Other Things to Watch/Listen Out For

  • Ring-necked parakeets will be pairing up in November, and will start looking for nesting holes in trees, which can lead to some very noisy arguments. They can start to breed as early as January
  • If you are lucky enough to live close to a wetland or coastal area, November brings whooper swans, turnstones, barnacle geese, purple sandpiper and migrant pochard in huge numbers, to join the waders and wildfowl who have already arrived. In a few lucky marine sites you might also see grey seal pups, who are mostly born during November.

Grey Seal Pup at Donna Nook in Lincolnshire – Photo by Aaron Bee at https://www.flickr.com/photos/91425144@N04/31522282822

  • This is still a great month for fungi – a walk in the woods might bring the typical red and white toadstool (fly agaric), or even an earthstar.

Collared Earthstar in St Pancras and Islington Cemetery

  • There’s still a lot of young fox activity, as this year’s cubs leave their parents’ territory and try to work things out for themselves. But on a cold night you might hear the first yips of the adults as they start the breeding cycle all over again.
  • Full moon is on 27th November, and is known as the Darkest Depths Moon, the Mourning Moon, or the Moon Before Yule

Holidays and Celebrations

  • 1st November – Samhain (beginning of winter) – Gaelic/Pagan
  • 1st November – All Saints Day (Christian)
  • 2nd November – All Souls Day (Christian)
  • 5th November – Guy Fawkes Night (check those bonfires for hibernating hedgehogs)
  • 11th November – Martinmas. St Martin of Tours was the 4th century patron saint of beggars, drunkards and the poor, and also of wine growers and innkeepers.
  • 11th November – Armistice Day/Remembrance Day
  • 12th November – Remembrance Sunday
  • 13th November – Diwali – Festival of Lights (Hindu/Sikh/Jain)
  • 16th November – Beaujolais Nouveau Day
  • 23rd November – Thanksgiving (USA)
  • 26th November – Stir-up Sunday (when Christmas puddings/Christmas cakes/mincemeat are supposed to be started). And also, my Mum’s birthday.
  • 30th November – St Andrew’s Day (patron saint of Scotland)

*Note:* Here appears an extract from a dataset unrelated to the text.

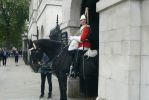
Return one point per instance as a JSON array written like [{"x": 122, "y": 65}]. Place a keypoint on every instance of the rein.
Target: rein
[{"x": 62, "y": 48}]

4 thoughts on “Old Bugwoman’s Almanac – November

  1. Anonymous

    ‘Ere up north, the seals at Donna Nook and the starling displays in the Trent Valley are early winter highlights to look forward to.
    It’s always good to remember in November that sunsets and sunrises are suddenly at very convenient times if you’re a sky watcher and it’s also the best time see lots of wildlife.